The local premier sided with Malema in an intra party squabble, and the province is under the South African government’s administrative control, having come up short by more than 3 billion rand, roughly $380 million USD – the result, the national government determined, of mismanagement and corruption.
Human interest stories about health, even as nurses go on strike and hospitals run short on food and medicines, are not high on the list of reporters. Health workers and hospital staff in the employ of the government aren’t talking anyway.
There have been a series of eruptions, civic unrest around protests against the lack of services and the wretched conditions in which the poor live – without water, electricity, sanitation and proper housing – conditions that persist in a political climate that threatens to derail progress.
Still, I insisted that with nine reporters in the newsroom, someone can be spared to cover conditions of everyday people while all of this is going on. SABC News reporter Shibu Mamokgere waved a press release in front of me about a group of women in the Vhembe district taking matters in hand when faced with a near constant shortage of drinking water.
The women of Sheshe village decided to clean two natural springs in the mountainous rural area where they live. The news release was from the Water Affairs Department’s Adopt-a-River project that encouraged people to clean up rivers and protect water sources from pollution. Off we went.
I had a relatively simple objective in this assignment – to show reporters how to bring stories to life with the natural sounds that are a part of a story; to record interviews and collect audio that is not distorted, and therefore practically incomprehensible; and to incorporate that sound into telling the story.
The assignment served as instruction for me as well, in what reporters in Limpopo and similar rural areas usually have to go through, the distances and hours they travel for stories, with the people on the news desk at the national office clamoring for them to file in an hour. They may be confronted with the prospect that worried Mamokgere – not understanding the language. There are eleven official languages in South Africa, and even when reporters speak a language, they can’t always be sure they speak a version the reporter is familiar with.
We made two stops to pick up hitchhikers to help find the village and two phone calls when a fork in the road proved challenging. About two-and-a-half hours after we set out, we arrived in Sheshe, a village at the end of a dusty road, where few homes have electricity, and most men leave to find work. Violet Munyai and ten other women volunteers for the project were waiting for us.

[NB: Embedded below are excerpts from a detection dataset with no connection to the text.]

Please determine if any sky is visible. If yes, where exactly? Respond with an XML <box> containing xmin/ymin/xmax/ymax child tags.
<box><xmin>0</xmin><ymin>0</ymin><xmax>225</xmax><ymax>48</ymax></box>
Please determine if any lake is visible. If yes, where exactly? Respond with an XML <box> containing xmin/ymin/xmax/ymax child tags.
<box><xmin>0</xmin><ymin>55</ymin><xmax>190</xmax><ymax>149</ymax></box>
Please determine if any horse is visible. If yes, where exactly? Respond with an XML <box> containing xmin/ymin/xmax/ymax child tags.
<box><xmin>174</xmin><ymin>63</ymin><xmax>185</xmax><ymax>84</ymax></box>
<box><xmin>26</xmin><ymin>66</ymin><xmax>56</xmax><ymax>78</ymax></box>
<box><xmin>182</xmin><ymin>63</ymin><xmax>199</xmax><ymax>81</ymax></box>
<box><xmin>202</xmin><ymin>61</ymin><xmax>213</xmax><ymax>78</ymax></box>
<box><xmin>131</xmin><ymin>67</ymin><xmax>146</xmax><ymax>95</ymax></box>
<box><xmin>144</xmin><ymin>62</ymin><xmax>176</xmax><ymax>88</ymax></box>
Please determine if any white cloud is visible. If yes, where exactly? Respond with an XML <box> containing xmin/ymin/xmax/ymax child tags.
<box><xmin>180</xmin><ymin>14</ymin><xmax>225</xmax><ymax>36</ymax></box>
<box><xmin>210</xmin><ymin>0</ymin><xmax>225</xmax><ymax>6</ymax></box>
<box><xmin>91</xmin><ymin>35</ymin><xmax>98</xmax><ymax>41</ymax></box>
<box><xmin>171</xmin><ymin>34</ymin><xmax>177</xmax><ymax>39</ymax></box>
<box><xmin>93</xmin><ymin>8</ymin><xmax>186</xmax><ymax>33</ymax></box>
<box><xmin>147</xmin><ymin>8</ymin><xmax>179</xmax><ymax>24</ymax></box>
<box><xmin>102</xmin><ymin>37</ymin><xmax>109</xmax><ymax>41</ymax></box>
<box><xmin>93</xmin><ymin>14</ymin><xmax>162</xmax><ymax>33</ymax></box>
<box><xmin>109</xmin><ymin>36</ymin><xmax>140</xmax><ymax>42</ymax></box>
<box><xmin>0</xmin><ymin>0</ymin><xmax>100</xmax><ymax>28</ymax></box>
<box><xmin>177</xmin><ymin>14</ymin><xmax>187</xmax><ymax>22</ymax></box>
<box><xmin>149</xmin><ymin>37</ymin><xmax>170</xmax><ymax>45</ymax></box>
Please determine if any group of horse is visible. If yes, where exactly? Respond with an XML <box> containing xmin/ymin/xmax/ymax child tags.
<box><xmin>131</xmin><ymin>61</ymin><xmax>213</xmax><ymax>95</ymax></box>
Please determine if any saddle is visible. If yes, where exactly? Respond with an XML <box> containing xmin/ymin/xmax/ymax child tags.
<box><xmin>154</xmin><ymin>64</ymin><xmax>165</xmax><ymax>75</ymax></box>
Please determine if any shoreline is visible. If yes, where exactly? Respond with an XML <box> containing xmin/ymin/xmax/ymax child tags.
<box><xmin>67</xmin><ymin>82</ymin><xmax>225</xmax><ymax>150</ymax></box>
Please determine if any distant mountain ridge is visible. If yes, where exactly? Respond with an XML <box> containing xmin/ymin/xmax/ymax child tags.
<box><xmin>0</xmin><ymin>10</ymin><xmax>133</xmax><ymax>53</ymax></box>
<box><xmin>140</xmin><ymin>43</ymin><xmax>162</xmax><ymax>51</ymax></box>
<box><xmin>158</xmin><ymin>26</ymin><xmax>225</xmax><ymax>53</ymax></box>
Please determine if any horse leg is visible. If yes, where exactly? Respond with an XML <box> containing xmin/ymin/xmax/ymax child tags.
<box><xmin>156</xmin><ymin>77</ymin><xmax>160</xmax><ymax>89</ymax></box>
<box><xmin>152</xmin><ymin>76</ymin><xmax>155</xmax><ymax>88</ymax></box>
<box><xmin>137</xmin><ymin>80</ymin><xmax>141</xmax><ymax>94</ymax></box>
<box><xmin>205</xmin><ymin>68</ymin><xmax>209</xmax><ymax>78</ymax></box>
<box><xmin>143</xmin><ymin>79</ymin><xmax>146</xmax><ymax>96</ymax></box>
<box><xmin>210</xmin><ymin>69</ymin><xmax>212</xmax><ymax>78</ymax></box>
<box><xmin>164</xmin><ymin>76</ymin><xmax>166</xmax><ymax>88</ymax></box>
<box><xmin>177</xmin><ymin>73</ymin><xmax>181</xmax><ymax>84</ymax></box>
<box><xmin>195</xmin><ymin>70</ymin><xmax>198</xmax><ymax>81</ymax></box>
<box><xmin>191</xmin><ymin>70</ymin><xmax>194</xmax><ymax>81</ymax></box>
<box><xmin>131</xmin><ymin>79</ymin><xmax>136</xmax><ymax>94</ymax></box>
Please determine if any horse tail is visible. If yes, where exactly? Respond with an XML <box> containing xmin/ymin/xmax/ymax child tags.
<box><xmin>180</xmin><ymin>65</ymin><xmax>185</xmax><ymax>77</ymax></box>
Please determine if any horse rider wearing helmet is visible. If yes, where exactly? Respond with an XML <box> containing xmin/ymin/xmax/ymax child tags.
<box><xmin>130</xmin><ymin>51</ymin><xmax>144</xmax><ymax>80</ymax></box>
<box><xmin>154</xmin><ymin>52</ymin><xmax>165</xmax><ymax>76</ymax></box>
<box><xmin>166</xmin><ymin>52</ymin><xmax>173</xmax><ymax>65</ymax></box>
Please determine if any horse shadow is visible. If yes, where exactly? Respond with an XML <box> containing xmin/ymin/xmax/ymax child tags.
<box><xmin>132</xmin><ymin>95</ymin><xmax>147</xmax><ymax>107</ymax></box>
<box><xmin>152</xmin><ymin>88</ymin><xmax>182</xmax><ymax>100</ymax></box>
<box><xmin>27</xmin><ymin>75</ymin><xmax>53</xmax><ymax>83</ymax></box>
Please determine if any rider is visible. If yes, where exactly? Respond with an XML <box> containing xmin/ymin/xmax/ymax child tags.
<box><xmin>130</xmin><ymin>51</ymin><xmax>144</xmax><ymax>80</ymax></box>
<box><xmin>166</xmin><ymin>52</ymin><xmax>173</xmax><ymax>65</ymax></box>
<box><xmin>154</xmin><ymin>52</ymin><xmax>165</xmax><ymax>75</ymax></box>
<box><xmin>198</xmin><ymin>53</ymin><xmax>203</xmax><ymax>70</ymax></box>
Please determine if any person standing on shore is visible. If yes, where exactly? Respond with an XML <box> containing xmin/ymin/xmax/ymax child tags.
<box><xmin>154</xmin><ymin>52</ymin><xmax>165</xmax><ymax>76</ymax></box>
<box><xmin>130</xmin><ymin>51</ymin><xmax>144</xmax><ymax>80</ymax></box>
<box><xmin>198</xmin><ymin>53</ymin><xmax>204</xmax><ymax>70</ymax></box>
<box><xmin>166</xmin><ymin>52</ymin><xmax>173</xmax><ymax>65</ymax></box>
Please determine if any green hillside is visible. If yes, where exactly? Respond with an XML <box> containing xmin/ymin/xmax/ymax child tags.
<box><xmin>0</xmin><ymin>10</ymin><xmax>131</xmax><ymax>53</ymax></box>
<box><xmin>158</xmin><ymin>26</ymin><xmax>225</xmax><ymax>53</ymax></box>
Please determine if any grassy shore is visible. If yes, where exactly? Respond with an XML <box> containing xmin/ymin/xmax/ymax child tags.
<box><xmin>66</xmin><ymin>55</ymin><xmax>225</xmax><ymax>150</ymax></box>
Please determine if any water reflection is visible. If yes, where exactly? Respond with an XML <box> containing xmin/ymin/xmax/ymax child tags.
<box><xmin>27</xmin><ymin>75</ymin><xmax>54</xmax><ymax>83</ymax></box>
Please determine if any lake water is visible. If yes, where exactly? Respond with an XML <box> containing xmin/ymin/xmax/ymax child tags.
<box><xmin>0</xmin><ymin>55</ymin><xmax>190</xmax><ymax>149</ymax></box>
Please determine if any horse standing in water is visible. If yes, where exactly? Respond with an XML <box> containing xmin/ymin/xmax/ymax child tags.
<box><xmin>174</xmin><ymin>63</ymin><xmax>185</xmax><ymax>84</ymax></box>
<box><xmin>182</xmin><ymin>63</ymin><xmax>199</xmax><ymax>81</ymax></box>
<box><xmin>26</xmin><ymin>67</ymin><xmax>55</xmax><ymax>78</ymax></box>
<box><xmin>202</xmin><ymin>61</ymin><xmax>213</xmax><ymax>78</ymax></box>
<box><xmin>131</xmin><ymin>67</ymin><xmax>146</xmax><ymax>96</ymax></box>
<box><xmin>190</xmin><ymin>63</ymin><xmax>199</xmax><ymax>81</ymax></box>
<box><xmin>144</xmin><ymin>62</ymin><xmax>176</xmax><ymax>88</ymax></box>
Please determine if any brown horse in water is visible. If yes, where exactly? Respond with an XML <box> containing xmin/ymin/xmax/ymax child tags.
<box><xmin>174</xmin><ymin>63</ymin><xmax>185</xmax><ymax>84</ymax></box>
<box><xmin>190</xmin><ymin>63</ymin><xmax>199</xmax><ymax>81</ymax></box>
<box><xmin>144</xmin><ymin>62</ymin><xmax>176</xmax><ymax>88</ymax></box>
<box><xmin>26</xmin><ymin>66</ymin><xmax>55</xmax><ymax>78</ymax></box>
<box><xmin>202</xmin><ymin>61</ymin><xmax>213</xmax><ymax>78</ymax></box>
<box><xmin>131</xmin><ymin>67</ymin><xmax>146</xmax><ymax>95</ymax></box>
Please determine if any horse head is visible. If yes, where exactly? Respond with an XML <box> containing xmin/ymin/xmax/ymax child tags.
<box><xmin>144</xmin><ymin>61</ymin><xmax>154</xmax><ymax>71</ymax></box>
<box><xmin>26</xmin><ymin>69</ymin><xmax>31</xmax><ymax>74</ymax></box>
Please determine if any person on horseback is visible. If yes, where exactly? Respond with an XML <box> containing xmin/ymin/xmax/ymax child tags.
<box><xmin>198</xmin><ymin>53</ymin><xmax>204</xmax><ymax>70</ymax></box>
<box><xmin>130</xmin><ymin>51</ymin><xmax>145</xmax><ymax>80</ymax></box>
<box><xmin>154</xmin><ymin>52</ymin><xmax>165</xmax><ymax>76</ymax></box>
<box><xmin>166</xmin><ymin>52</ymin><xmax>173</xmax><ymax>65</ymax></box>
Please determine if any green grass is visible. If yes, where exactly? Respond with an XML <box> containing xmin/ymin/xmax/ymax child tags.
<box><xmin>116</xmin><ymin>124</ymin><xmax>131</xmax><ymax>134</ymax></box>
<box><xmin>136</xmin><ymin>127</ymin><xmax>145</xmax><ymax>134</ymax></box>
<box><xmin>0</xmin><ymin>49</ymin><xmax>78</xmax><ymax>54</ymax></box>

It was time to repeat Lesson One: Always check equipment and be prepared to roll when you hit the ground. Though I insisted Mamokgere check equipment before leaving the Polokwane newsroom, she hadn’t changed the batteries in the new Marantz she’d been assigned. So Violet Munyai and the women of Sheshe waited patiently to show us the results of their hard work.
The women explained that there was no work in the village. They were all unemployed. They got the idea of cleaning the springs, which had previously been used just to wash clothes, because the village borehole provided by the municipality broke down regularly. Waiting for it to be repaired, one local gentleman told us, could take months, and the villagers would have to travel long distances or wait for the water trucks.
Their efforts to keep the spring clean were largely unappreciated by other villagers, the women explained, but in the end may pay off. The Vhembe District has promised to help the women bottle the water and sell it.
A simple story perhaps, but one well suited for showing how radio can bring people and places to life. Mamokgere said she probably would have just gone out and interviewed the organizer. It hadn’t occurred to her to record the sound of the cattle bells, the chorus of angry women’s voices as they knelt to remove rocks and leaves that had been dropped or fallen into the springs.
Putting the story together back at the office that same evening, writing, editing and setting up the audio she had gathered, was more than a simple cut and paste job, and probably more work than Mamokgere had bargained for, but she was more than pleased with the end product.
Far from the constant conflict, in a quiet village, we found a story of how people keep it together when the rest of the world seems to be falling apart, which is what the people back in Johannesburg got to hear.